What is Analytics Engineering?
Analytics Engineering, along with Data Engineering and Report Engineering, is a specialised subset of skills that would previously be the preserve of a Business Intelligence (BI) Developer. The BI Developer was once a generalist data developer, whose overall responsibilities have been split out and shared among specialist developers as the prevalence of data across organisation has increased and the tools and technologies used to ingest, transform, and serve data have become more specialised and loosely integrated.
In the same way that Data Engineering borrowed and took inspiration from Software Engineering for applying repeatable and scalable patterns and techniques to the pipelines that ingest and cleanse data, as well as the rigorous testing of those pipelines, Analytics Engineering has borrowed and taken inspiration from Software Engineering too.
Where Data Engineering is largely responsible for creating and maintaining pipelines that ingest and cleanse data into a central data lake, Analytics Engineering is responsible for transforming the data into analysis-ready structures – effectively the Warehouse element of a Lakehouse. Analytics Engineering combines engineering best practices with domain knowledge and data modelling skills to create those analysis-ready structures.
GitLab puts it succinctly in their role description for an Analytics Engineer:
Analytics Engineers sit at the intersection of business teams, Data Analytics and Data Engineering and are responsible for bringing robust, efficient, and integrated data models and products to life. Analytics Engineers speak the language of business teams and technical teams, able to translate data insights and analysis needs into models powered by the Enterprise Data Platform. The successful Analytics Engineer is able to blend business acumen with technical expertise and transition between business strategy and data development.
An Analytics Engineer provides clean, transformed, analysis-ready data.
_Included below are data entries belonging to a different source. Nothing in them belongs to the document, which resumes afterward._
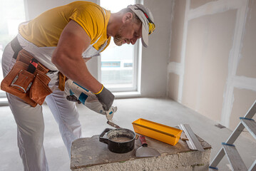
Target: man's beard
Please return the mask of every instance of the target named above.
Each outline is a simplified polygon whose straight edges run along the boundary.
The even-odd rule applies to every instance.
[[[118,33],[116,34],[116,36],[113,37],[114,43],[116,45],[120,46],[123,44],[123,41],[126,40],[127,43],[130,43],[129,40],[127,38],[123,38],[121,33],[123,30],[124,26],[121,26],[118,31]]]
[[[122,38],[122,36],[121,36],[121,34],[120,32],[118,32],[117,34],[116,34],[113,39],[114,39],[114,43],[116,45],[120,46],[123,44],[123,43],[122,43],[123,38]]]

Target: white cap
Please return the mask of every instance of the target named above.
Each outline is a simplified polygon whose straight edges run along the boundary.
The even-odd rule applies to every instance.
[[[154,22],[154,19],[153,18],[152,13],[147,7],[142,4],[129,5],[128,8],[130,9],[137,15],[137,16],[142,22],[141,42],[143,46],[147,48],[148,46],[148,34],[150,32],[148,26],[148,24],[150,23],[150,21],[148,21],[148,19],[151,20],[152,22]],[[141,10],[143,11],[142,11]]]

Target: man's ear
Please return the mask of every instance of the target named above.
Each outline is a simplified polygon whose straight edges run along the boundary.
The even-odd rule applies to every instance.
[[[133,19],[133,14],[130,12],[126,13],[123,16],[123,23],[131,21]]]

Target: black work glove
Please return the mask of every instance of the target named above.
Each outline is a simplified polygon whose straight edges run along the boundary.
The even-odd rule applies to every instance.
[[[78,99],[73,95],[67,95],[66,98],[68,101],[77,102],[78,104],[81,103],[81,102],[79,100],[79,99]]]
[[[101,92],[96,94],[96,95],[97,96],[98,101],[103,105],[103,109],[108,111],[113,104],[115,95],[113,95],[113,94],[112,94],[112,93],[104,86]]]

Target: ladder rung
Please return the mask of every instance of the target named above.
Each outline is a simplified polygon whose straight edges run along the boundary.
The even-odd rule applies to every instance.
[[[242,123],[256,140],[256,123],[253,120],[241,119]]]
[[[233,170],[247,171],[247,169],[235,147],[225,145],[223,145],[222,146]]]

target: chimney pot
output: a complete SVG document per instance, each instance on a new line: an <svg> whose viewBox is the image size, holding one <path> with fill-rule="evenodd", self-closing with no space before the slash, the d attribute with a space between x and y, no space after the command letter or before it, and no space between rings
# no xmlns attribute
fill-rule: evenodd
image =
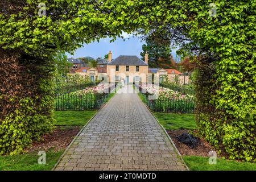
<svg viewBox="0 0 256 182"><path fill-rule="evenodd" d="M147 53L147 51L146 51L145 53L145 63L148 64L148 54Z"/></svg>
<svg viewBox="0 0 256 182"><path fill-rule="evenodd" d="M111 52L111 51L109 51L109 57L108 57L108 63L109 64L111 62L112 60L112 53Z"/></svg>

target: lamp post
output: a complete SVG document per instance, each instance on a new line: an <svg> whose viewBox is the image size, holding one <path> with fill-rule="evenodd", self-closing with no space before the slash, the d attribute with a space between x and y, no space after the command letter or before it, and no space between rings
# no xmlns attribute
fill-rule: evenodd
<svg viewBox="0 0 256 182"><path fill-rule="evenodd" d="M184 73L183 75L184 75L184 85L185 85L185 77L186 77L186 76L188 75L188 73Z"/></svg>

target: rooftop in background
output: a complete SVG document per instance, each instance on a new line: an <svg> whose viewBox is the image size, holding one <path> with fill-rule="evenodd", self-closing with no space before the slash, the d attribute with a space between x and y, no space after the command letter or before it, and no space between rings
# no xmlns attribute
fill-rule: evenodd
<svg viewBox="0 0 256 182"><path fill-rule="evenodd" d="M81 59L75 58L68 58L68 62L72 64L84 64Z"/></svg>
<svg viewBox="0 0 256 182"><path fill-rule="evenodd" d="M181 72L178 71L175 69L164 69L167 71L167 74L175 74L175 75L181 75Z"/></svg>
<svg viewBox="0 0 256 182"><path fill-rule="evenodd" d="M148 68L148 73L156 73L161 68ZM167 71L167 74L182 75L183 73L176 69L163 69Z"/></svg>
<svg viewBox="0 0 256 182"><path fill-rule="evenodd" d="M112 60L113 60L112 59ZM97 59L97 61L100 64L108 64L108 59Z"/></svg>
<svg viewBox="0 0 256 182"><path fill-rule="evenodd" d="M160 68L148 68L148 73L156 73Z"/></svg>
<svg viewBox="0 0 256 182"><path fill-rule="evenodd" d="M114 60L112 61L108 65L138 65L147 66L148 65L140 59L137 56L121 55Z"/></svg>
<svg viewBox="0 0 256 182"><path fill-rule="evenodd" d="M82 67L80 69L79 69L77 71L76 71L76 72L84 72L84 73L86 73L86 72L87 72L87 71L89 69L90 69L89 67Z"/></svg>

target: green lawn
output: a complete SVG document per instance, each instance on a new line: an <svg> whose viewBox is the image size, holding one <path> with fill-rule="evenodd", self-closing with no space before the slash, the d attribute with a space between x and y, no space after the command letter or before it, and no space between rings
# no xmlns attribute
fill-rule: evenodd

They apply software engineering best practices to the curation of data, such as version control, testing, CI/CD, modularisation and reusability of code. They maintain data documentation and definitions. They enable users with the provisioning of analysis-ready data, and they further enable them by providing training on how to use analytical tools, such as SQL, Tableau, Power BI etc.
From a conceptual perspective, using Advancing Analytics’ reference architecture, Analytics Engineers are responsible for the curated layer, as well as the semantic layer (which is sometimes referred to as the metric layer or metric store). While they need to be aware of data visualisation best practices and techniques, they are not expected to create reports themselves. Report creation is the domain of data analysts and report engineers.
What skills do Analytics Engineers need?
The skills of an Analytics Engineer aren’t going to be too dissimilar to those of a BI Developer. But if you are starting from scratch and have no idea of those skills, here’s a inexhaustive list of technical and non-technical skills:
SQL
Data Modelling
Python
Data Orchestration
Git
Strong Communication
Some people may say that an Analytics Engineer needs to know dbt, but it that is due to the strong association with the Analytics Engineering and dbt Labs. Dbt is a tool which makes Analytics Engineering easier, but it is not necessary in and of itself.
There are many ways to create and maintain analytical objects with and without dbt – in future blog posts we’ll take a look at how we can create and maintain analytical objects using dbt, as well as approaches which don’t need dbt.
Summary
Analytics Engineering is a relatively new term in the data world. It shares many skillsets with Data and Software Engineering, but brings its own skills, such as data modelling, to the table - providing independent value to the data supply chain.